Love is a feeling, so when that feeling was gone, then I knew. Being with them felt like a chore. Years together sounded like a sentence rather than an opportunity. Feeling their emotional connection towards me would make me feel uncomfortable and awkward because I didn't return it. I felt neutral towards them and like the only thing keeping us in a relationship was inertia. Incompatibilities kept growing and becoming more and more obvious. We started living more as cordial-at-best roommates rather than partners. The feeling of love (or in this case more likely limerence confused for love due to youth and inexperience) had simply dissipated into nothing and there was nothing deeper to build on.

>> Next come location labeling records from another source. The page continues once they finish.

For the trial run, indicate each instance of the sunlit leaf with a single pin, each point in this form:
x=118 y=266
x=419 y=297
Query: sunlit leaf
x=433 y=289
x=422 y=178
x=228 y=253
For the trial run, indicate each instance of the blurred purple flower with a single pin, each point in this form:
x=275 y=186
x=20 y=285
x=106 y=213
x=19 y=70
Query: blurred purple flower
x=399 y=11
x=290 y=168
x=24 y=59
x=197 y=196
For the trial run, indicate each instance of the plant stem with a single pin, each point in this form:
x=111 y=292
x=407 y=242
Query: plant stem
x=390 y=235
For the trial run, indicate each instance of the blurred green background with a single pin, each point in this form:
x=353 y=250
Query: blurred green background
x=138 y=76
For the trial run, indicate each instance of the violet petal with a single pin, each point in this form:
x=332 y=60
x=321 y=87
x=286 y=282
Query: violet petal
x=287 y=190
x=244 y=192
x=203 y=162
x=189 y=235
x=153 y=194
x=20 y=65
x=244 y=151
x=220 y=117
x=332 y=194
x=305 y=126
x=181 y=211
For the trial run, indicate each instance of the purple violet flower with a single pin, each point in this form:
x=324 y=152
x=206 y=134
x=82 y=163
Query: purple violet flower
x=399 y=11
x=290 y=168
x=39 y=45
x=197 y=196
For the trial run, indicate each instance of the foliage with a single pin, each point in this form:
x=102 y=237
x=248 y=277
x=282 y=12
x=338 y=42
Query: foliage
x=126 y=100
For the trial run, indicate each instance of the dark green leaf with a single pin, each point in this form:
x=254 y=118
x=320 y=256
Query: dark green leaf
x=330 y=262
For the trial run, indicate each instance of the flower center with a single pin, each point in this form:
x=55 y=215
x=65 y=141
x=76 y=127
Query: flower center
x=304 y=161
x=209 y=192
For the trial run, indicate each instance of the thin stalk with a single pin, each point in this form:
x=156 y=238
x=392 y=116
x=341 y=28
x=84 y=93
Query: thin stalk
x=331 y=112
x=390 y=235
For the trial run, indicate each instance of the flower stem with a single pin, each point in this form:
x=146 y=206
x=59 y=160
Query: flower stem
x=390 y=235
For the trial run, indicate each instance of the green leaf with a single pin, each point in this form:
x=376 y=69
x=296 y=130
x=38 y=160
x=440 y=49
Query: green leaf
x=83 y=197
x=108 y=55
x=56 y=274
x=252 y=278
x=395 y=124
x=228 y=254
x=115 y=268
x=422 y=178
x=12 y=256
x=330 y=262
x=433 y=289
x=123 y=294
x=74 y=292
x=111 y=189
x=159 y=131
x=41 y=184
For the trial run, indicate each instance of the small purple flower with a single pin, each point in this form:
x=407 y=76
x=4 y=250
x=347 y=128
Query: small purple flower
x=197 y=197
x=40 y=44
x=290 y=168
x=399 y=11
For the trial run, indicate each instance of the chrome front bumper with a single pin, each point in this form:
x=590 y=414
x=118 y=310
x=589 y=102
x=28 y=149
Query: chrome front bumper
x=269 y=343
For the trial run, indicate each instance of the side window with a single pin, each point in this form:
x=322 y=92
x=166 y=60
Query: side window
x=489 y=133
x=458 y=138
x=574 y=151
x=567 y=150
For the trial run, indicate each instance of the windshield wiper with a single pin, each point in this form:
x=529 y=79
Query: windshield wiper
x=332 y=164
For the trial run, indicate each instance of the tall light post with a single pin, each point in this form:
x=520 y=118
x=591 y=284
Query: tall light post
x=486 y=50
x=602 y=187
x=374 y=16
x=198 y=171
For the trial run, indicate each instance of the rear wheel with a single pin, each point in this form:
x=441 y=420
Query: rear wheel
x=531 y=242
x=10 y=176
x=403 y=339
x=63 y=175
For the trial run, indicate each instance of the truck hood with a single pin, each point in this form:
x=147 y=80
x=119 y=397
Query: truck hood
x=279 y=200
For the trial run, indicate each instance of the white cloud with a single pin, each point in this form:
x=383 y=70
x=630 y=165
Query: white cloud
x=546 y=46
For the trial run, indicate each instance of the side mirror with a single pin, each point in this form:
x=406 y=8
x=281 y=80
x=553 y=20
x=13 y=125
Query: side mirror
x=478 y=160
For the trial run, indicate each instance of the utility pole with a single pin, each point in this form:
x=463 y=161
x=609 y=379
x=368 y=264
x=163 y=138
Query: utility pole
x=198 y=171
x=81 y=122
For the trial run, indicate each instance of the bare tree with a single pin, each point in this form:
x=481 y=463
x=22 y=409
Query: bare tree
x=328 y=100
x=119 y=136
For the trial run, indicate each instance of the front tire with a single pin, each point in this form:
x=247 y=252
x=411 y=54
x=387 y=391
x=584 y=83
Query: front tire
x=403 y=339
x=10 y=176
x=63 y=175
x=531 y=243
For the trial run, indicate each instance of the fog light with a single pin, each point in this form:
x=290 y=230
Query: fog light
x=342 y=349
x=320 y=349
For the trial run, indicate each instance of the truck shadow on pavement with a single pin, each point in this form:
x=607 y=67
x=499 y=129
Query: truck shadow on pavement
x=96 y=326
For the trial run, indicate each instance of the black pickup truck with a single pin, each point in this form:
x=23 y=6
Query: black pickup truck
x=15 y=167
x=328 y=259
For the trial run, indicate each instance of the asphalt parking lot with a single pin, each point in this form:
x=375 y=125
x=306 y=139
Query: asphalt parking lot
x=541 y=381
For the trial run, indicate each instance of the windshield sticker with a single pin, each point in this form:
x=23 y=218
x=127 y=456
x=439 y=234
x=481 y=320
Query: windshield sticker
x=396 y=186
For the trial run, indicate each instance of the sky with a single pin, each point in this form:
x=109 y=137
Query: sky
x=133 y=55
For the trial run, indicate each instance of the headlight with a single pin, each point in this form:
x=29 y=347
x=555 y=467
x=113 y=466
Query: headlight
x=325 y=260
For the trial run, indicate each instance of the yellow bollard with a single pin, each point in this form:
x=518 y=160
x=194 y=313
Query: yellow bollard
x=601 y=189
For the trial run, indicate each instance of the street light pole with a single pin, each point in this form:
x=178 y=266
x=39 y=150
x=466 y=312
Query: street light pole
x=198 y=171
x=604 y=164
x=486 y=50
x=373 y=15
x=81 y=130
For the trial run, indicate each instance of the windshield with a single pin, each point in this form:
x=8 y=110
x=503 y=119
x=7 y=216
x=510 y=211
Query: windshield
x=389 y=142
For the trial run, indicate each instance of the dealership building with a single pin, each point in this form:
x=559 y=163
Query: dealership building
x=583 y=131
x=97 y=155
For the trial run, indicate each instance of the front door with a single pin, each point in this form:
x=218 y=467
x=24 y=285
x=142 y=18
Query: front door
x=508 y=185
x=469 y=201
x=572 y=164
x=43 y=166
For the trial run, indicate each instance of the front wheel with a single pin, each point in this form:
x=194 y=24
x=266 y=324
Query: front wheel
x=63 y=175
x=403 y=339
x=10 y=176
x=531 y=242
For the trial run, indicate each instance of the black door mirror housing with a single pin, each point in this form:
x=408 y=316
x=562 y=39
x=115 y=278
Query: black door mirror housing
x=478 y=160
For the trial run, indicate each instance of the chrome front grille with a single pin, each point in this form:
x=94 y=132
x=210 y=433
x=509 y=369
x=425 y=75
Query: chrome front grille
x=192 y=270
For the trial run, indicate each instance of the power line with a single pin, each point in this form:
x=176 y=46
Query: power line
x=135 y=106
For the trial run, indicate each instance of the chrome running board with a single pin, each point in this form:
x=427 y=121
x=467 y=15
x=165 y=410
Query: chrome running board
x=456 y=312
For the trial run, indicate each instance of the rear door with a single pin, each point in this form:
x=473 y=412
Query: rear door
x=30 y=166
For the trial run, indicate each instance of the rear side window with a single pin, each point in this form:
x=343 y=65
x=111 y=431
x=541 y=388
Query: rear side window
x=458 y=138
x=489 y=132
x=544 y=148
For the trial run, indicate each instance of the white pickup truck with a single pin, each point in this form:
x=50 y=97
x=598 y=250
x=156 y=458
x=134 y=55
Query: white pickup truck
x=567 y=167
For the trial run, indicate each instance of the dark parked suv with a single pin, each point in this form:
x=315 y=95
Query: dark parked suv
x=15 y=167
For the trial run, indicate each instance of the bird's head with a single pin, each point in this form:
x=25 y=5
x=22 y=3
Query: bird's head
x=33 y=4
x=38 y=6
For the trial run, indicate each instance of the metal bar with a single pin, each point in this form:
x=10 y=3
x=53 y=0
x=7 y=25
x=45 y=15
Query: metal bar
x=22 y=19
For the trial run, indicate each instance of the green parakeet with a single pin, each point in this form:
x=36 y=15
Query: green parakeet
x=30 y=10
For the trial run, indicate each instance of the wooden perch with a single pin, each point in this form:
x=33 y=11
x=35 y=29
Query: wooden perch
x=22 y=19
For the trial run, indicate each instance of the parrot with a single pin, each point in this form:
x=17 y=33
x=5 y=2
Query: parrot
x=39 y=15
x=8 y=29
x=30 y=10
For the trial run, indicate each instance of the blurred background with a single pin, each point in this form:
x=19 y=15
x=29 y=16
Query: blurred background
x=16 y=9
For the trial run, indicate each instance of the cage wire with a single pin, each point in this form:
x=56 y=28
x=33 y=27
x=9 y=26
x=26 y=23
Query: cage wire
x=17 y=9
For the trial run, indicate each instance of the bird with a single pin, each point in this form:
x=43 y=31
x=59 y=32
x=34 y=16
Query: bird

Treating love like a feeling is a very modern way of looking at love. Love is a commitment and a choice not a fleeting feeling as a feeling comes and goes. You wake up everyday and choose to love your partner. It's not like in the movies. Love takes work on both ends. Try to slowly open up to him again and build back what you guys had.
Instead of fantasizing of other women you start flirting. You never think of your partner while at work and you're not excited to get home to them. You dont like talking about them to co-workers and feel like a liar when you say everythings good. Dont like hanging out with your partners family/friends because it now feels kind of fake. You ponder what friends and family will think if you left them. You start to resent them. Have troubles in the bedroom because you aren't as attracted to them. You buy dinner, gifts etc but your hearts not in it.
If you find yourself completely unable to take them seriously and roll your eyes mentally at everything they do, it's a pretty strong sign that you're falling out of love. So you need to either assess whether you're being unfair and need to change your attitude, or if this is the new normal and it's time to end things.